West looked at the man who still bled from the shoulder.
"Hell, Wilbur, you can patch him up. You've had worse. Couple of weeks he'll be out selling liquor to the Indians. Y'all be careful now."
West signalled and the five other Marshals pulled back and headed for their horses.
Spur and West rode back to the main track and the wagon.
"That happen often?" Spur asked. "Fining people."
"Now and again. Judge Parker said we can do it when we have a mind to. Good way to keep some of these misfits in line." West grinned. "Then too, since we don't get no salary, helps us deputies to make enough to keep body and soul together. Nobody gets rich being a U.S.Deputy Marshal in Indian Territory."
Not rich, Spur decided, but they could make enough on a good day to salt some cash away. With the average lawman making about two dollars a day, it wouldn't take many fines for the deputy marshals to do better than that.
Marshal West turned and whistled and John, the marshal with the full beard, rode up beside West.
"Coming up on Half Breed Oliver. Ride ahead and check him out. If there's more than two horses in the pen, come back and tell us quick."

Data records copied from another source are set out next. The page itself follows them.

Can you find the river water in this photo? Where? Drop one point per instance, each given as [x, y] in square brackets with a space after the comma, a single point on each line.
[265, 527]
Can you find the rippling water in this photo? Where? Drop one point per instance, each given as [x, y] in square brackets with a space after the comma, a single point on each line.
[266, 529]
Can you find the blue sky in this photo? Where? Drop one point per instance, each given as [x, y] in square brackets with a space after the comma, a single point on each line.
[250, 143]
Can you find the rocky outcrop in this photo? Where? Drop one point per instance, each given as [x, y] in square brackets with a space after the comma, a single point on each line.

The marshal rode off with a grin.
"Half Breed Oliver?" Spur asked.
"Yep. He's been living over here in the Territories for so long, he wouldn't know what the other side of the border looked like no more. Has a still somewhere that we ain't had the time to find. That'd get him five years no problem. Outside of that he does a little farming in the valley, runs some cattle and does some trading with the Cherokee."

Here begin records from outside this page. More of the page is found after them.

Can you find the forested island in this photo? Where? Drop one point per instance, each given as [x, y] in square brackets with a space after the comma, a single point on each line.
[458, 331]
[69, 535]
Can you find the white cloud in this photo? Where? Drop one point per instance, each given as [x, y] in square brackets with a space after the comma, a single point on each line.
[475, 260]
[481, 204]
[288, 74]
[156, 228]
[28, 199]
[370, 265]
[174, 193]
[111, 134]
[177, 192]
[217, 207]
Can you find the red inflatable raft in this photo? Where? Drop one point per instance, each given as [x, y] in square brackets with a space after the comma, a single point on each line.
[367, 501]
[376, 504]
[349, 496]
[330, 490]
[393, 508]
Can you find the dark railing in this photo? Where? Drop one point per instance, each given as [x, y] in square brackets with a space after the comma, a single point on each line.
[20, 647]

"Sounds like he's working hard at making a living.
"He is. Better'n most you meet in the Territory. Half black, half Cherokee. Polite, soft spoken. Got a sweet little black wife and six or seven drops running around. Still, I'll put his ass in Judge Parker's courtroo
m ii (7n I can find his still."
A half hour later, the bearded marshall, John, came riding back, the grin wider now.

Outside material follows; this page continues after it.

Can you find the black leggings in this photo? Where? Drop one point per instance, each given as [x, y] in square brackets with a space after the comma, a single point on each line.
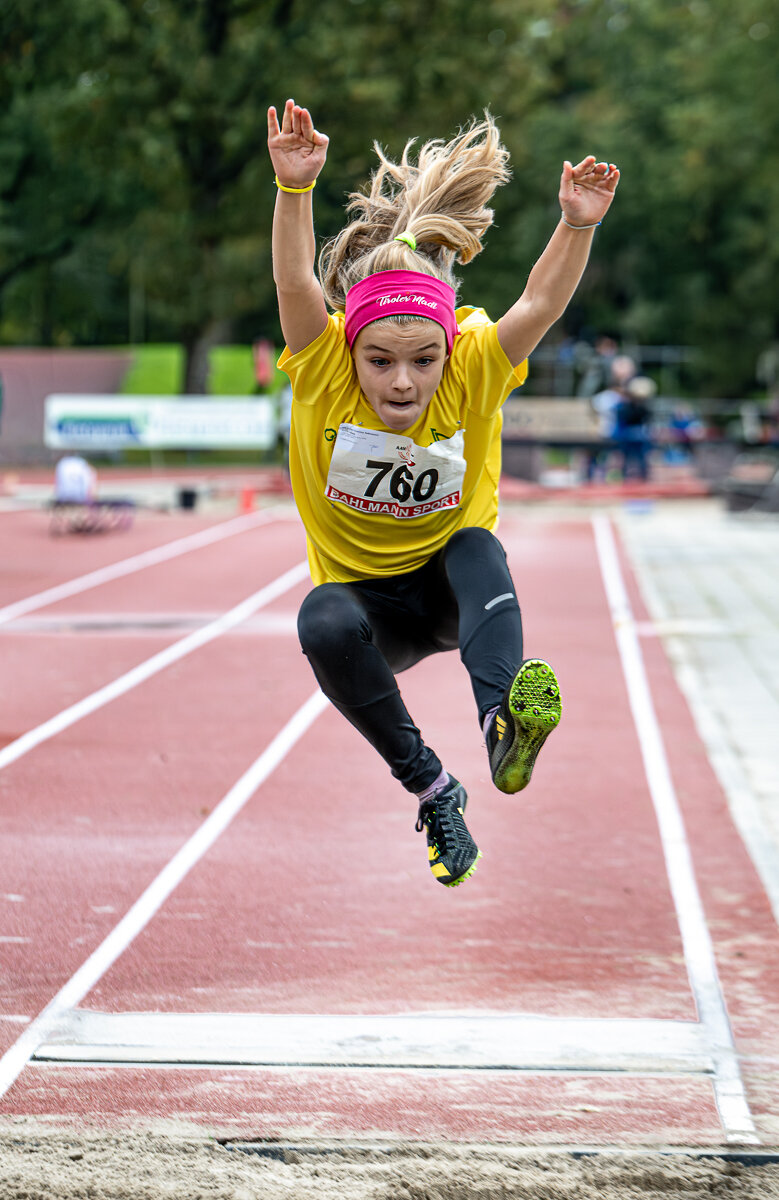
[359, 636]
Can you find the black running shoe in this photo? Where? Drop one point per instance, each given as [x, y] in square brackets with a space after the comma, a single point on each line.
[451, 851]
[529, 711]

"Swear old Half Breed's having a damned party. Six extra horses in his corral. Been there a time. Horse turds all over the place."
"Hear any yelling, loud talk?"
"Nope, quiet, like they is sleeping or drunk or maybe playing poker."
"Well go in as usual. You and James in back, rest of us out front. We can get to within thirtyfeet of this place in the brush."
They dismounted as before and worked up on the little clearing. It had a clothes line, a log cabin well chinked and a stone fireplace out the top. Flowers grew around the front step. A lean-to held some hay next to the pole corral. Eight horses milled around there.
To the side, Spur saw a vegetable garden with tomatoes ripe and he saw pole beans ready to pick.
They worked up to the closest place to the front door and Marshal West's big voice boomed out.
"Half Breed Oliver. Marshal West. We're back. Might as well come out peaceful and not get the children hurt. Bring your friends, too."
A dead silence greeted his demands. He said it again and Oliver came out the front door, his hands in the air. Right behind him came another man with hat pulled low and his six-gun's muzzle pushed hard against Oliver's head. He had a saddlebag over one shoulder.
"Back off, Marshal, or your man here is dead meat. Y' all hear me?"
"Hear you, dumb bastard. You hurt Oliver or his family and you're the dead meat. You want that? We got ten marshals out here, all with seven shot Spencer repeating rifles. You go up against 70 shots with your five? Not smart."
"I'm getting a horse and riding away with Oliver, or he's a dead man."
"You giving up the others inside?"
"Hell, they all skunk-drunk in there. Passed out and fucked out. You can have them. I get away and Oliver here don't get hurt. Deal?"
"Let me check the inside. You the bank robbery guys from across the river?"
"Yeah. Told the dumb bastards not to stop so close to the damn border."
"You taking the money?" Spur asked.
"Hell, we only got a thousand dollars. I'm taking what's left, yeah. Deal?"
West stood up and walked into the open. "You give me the rest of them without a fight, it's a deal. Let me look inside."